With private equity firms raising ever larger funds and expanding their footprints into new geographies and lines of business, the need to expand the payroll has increased in tandem – both at senior and junior levels. In the preceding article by David Snow, it was acknowledged that one dilemma facing private equity firms is whether to add these new recruits to the carry pool while running the risk of upsetting current employees who are happy with the existing structure. Our survey found almost two-thirds of firms willing to accommodate newcomers into carry schemes.
Carried interest is one of the biggest weapons a private equity firm has in its armoury when it comes to both attracting and retaining the best talent. Therefore, it would appear to be a prudent course of action to provide as many employees as possible with access to the carry scheme.
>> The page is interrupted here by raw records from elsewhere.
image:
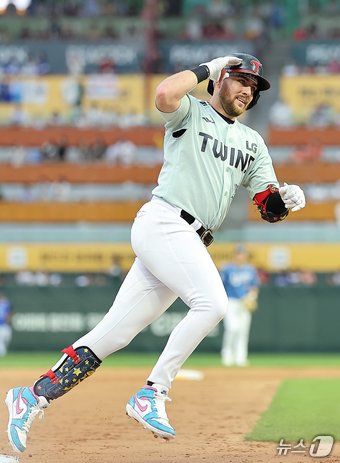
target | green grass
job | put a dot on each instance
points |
(197, 360)
(301, 408)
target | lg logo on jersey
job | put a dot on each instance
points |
(251, 147)
(219, 150)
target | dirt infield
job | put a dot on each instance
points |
(211, 418)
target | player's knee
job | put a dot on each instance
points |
(220, 307)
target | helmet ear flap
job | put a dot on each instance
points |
(254, 100)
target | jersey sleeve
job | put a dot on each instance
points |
(261, 173)
(177, 117)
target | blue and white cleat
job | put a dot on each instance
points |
(23, 407)
(147, 407)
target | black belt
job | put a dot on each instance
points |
(204, 233)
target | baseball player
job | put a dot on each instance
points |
(208, 154)
(5, 324)
(241, 283)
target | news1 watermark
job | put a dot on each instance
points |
(321, 446)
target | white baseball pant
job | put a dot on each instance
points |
(171, 262)
(236, 334)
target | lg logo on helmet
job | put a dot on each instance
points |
(256, 65)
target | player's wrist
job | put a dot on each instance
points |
(202, 72)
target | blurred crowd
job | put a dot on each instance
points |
(41, 278)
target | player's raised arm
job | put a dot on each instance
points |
(172, 89)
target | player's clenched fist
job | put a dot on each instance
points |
(216, 65)
(292, 196)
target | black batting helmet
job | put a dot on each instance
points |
(250, 65)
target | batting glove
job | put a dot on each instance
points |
(216, 65)
(292, 196)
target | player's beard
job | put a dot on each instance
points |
(229, 105)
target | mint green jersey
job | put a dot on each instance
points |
(206, 159)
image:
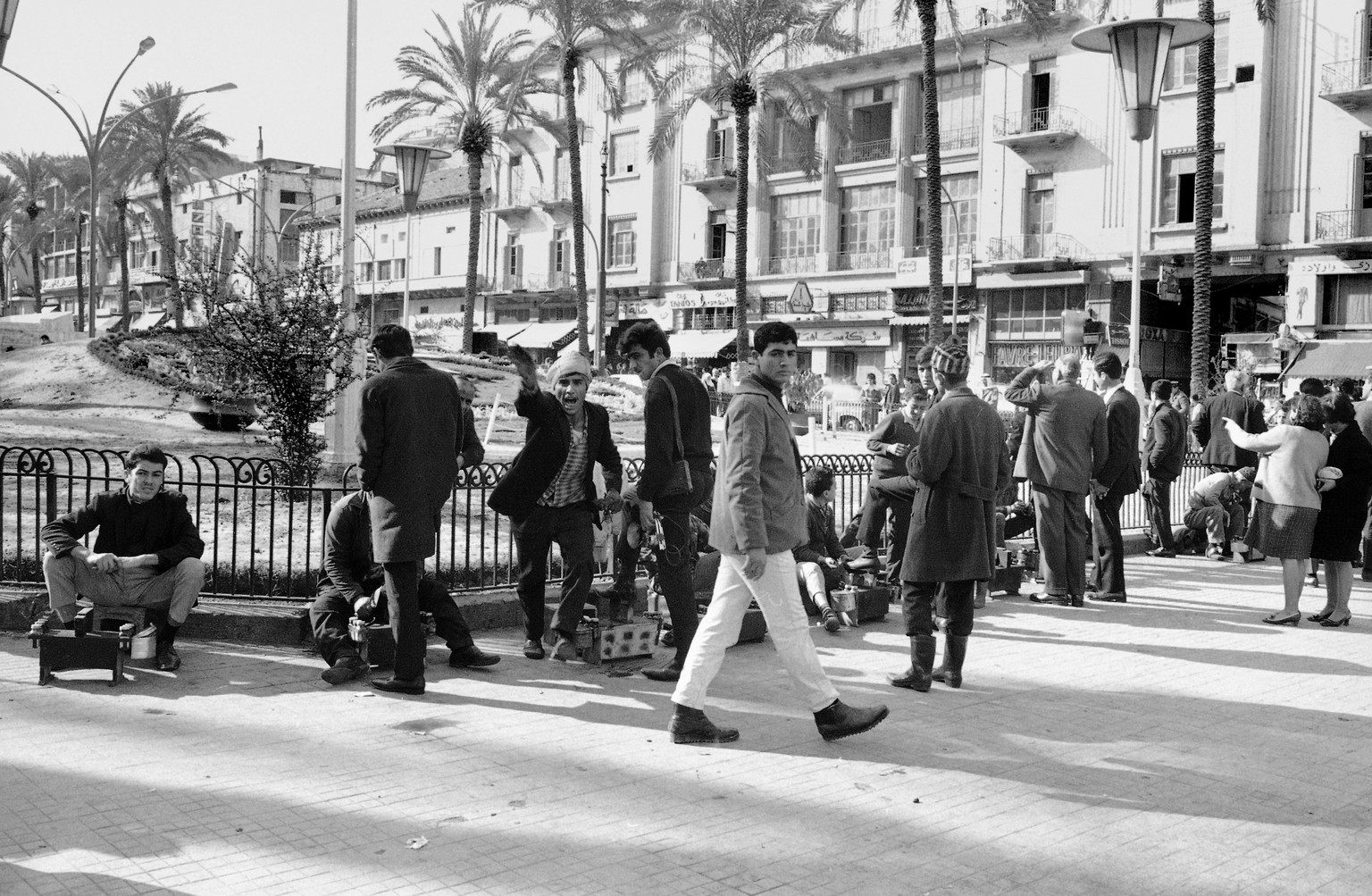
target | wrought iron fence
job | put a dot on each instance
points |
(264, 538)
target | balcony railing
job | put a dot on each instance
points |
(1346, 76)
(867, 151)
(1336, 227)
(792, 265)
(706, 269)
(716, 169)
(1032, 246)
(1052, 118)
(952, 138)
(866, 261)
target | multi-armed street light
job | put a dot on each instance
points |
(94, 140)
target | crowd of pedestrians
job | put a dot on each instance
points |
(943, 483)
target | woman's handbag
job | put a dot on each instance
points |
(680, 481)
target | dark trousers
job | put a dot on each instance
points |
(402, 599)
(1108, 547)
(1062, 540)
(330, 612)
(895, 494)
(918, 607)
(571, 529)
(675, 561)
(1159, 512)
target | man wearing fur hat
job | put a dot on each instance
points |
(960, 465)
(549, 491)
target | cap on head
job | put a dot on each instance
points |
(570, 364)
(952, 361)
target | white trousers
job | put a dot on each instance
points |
(777, 594)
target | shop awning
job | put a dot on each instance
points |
(550, 335)
(1333, 358)
(700, 343)
(504, 331)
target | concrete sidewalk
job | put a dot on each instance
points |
(1169, 745)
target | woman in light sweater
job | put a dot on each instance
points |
(1284, 498)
Our poll showed access to carry extending beyond partners and shareholders in the management team to include principals in 60 percent of cases. However, only in a fifth of cases were all team members, including admin staff, able to enjoy the fruits of carry.
Investors continue to pile capital into private equity on the back of the generally outstanding returns achieved in recent years. But are signs emerging that the good times might be under threat? When asked how good a year their firm's carry scheme enjoyed in 2006, a polarisation emerged: more than a quarter saw it as the best year ever; while almost half said it was not one of the best three years the firm has had carry-wise.
The increasing status attached to the finance function within private equity firms is indicated by the outcome in the first of these charts, which shows more than half of CFOs and COOs now earning at least $300,000 in compensation last year and more than a quarter earning in excess of $500,000. The second chart shows the annual compensation bill for finance and admin staff climbing over $1 million in almost a third of cases.
While compensation for CFOs and COOs is in the ascendant, less than a third of those canvassed said carry formed part of the package. Almost two-thirds said compensation came in the form of salary and bonuses only.
As the scale of private equity expands, so the importance of having a credible finance function has made its way up the agenda. Credible, but not necessarily sizeable: more than half of those surveyed said the finance team at their GP had only two to five members.
Respondents to the survey comprised representatives of buyout firms (26 percent); venture capital (22 percent); funds of funds (13 percent); diversified (10 percent); growth equity (6 percent); mezzanine/debt (1 percent); and other (22 percent).